Filter

Filtering in PySpark

The filter() transformation in PySpark is used to select only the rows that meet a specific condition.

In many datasets, we do not want to analyze every row. Instead, we often want to focus on only the data that is relevant to our question. The filter() function helps us do this by creating a new DataFrame that only contains rows that match a condition.

For example, imagine a dataset containing people’s ages from 15 to 21. If we only want to analyze adults, we could filter the dataset to include only ages 18 and older.

Filtering is especially useful when working with large datasets, because it allows us to quickly narrow the data down to only the information we need.

Example Dataset

In the following examples we will use a sample dataset from Dewey Data.

To follow along:

Go to Dewey Data
Download WARN Layoff Data
Place the file in your project’s data folder

If you need help downloading datasets, see the tutorial section:

How to Get Dewey Data Sample Sets

city	closure_layoff	company	county	effective_date	industry	notes	number_of_workers	region	state	temporary_permanent	unions	warn_received_date
Statewide	None	Nordstrom Card Services	None	None	None	None	15	None	Utah	None	None	2026-02-21
Clackamas	Large Layoff - 10 or more workers	Vacuum Technique LLC	None	04/30/2026-06/30/2026	None	9415	78	None	Oregon	None	None	2025-12-31
Johnson City	Layoff	US Endodontics, LLC	Washington	2/27/26	None	#202500025	70	None	Tennessee	Permanent	None	2025-12-30
Atlanta	Permanent Layoff / Reduction in Force	The Coca-Cola Company	Fulton	2/28/25	None	GA202500061	75	None	Georgia	None	None	2025-12-30
Deposit	Layoff - Temporary	Crockett & Sons Concrete, Inc.	None	12/26/25	238110	61 Marian Drive Port Deposit, MD 21904	4	Susquehanna	Maryland	None	None	2025-12-29
Fayette	Closure	Eagle Machining - First Brands Group, LLC	Fulton	02/27/2026-03/31/2026	None	007-25-87	251	None	Ohio	Permanent	UAW Local 1181	2025-12-29

This displays the first few rows, letting us see column names and understand the dataset structure.

Loading the Data in PySpark

Before filtering, we first load the dataset into a Spark DataFrame.

import pyspark as ps
from pyspark.sql.functions import col

warn = spark.read.csv("data/warn-layoff-data-sample.csv", header=True, inferSchema=True)

display(warn)

The display() function allows us to visually inspect the dataset.

Numeric Filter Example

Sometimes we want to filter numeric columns, like number_of_workers, to focus on larger layoffs or smaller events.

For example, we can filter the dataset to include only events where 50 or more workers were affected.

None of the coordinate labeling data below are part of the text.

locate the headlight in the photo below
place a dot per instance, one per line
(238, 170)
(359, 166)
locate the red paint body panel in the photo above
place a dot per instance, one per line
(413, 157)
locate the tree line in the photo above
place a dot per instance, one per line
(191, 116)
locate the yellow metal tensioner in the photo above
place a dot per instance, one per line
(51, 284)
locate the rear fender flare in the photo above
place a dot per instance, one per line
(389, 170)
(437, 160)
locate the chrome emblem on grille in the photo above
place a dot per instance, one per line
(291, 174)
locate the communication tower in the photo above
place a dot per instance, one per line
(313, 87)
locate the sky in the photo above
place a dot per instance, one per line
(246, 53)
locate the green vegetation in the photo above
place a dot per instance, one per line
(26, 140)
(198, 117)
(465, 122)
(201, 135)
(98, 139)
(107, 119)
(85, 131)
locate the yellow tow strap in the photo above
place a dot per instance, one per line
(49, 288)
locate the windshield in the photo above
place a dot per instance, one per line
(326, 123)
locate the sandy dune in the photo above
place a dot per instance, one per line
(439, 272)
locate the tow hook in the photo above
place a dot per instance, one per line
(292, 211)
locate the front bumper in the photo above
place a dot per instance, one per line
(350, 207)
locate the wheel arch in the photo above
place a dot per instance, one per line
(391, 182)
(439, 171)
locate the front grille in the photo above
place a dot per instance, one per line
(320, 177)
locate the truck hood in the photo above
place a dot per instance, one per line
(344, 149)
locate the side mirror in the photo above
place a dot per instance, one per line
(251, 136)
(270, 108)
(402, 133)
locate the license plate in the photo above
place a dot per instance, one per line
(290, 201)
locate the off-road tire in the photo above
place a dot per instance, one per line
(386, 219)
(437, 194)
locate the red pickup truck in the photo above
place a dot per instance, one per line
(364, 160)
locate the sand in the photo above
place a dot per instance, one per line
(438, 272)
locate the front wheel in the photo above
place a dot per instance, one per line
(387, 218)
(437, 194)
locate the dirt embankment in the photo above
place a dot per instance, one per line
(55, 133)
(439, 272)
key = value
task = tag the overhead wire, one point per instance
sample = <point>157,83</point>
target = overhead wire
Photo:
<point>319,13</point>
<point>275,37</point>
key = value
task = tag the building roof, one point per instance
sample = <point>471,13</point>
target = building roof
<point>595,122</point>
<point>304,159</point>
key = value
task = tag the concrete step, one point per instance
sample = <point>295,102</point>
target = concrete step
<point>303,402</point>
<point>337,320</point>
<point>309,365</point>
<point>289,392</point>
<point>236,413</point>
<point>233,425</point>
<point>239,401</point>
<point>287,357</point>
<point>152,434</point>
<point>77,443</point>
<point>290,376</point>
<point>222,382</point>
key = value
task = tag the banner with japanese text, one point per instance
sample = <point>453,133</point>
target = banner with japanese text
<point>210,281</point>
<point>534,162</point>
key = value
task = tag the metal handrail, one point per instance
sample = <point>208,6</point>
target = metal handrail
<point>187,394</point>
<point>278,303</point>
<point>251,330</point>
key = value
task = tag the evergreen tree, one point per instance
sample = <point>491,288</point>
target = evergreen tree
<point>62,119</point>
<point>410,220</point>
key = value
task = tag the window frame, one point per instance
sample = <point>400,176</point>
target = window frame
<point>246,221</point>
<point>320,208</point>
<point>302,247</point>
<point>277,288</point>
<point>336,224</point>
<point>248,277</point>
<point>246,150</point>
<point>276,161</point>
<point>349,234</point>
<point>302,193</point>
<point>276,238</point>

large_layoffs = warn.filter(col("number_of_workers") >= 50)

display(large_layoffs)

This creates a new DataFrame that excludes small events affecting fewer than 50 workers.

Example of how this could be used.

To better understand the filtered data, we can count how many events exist for each number of workers:

worker_counts = (
    large_layoffs
    .groupBy("number_of_workers")
    .count()
    .orderBy("number_of_workers", ascending=True)
)

worker_counts.show()

This allows us to see how many events affect a given number of workers, which is useful for summary statistics or further analysis.

Categorical Filter Example

Filtering is useful for categorical data, such as states.

For example, we can filter the dataset to show only events in California:

filtered_state = warn.filter(col("state") == "California")

display(filtered_state)

This returns only rows where the state column equals “California”.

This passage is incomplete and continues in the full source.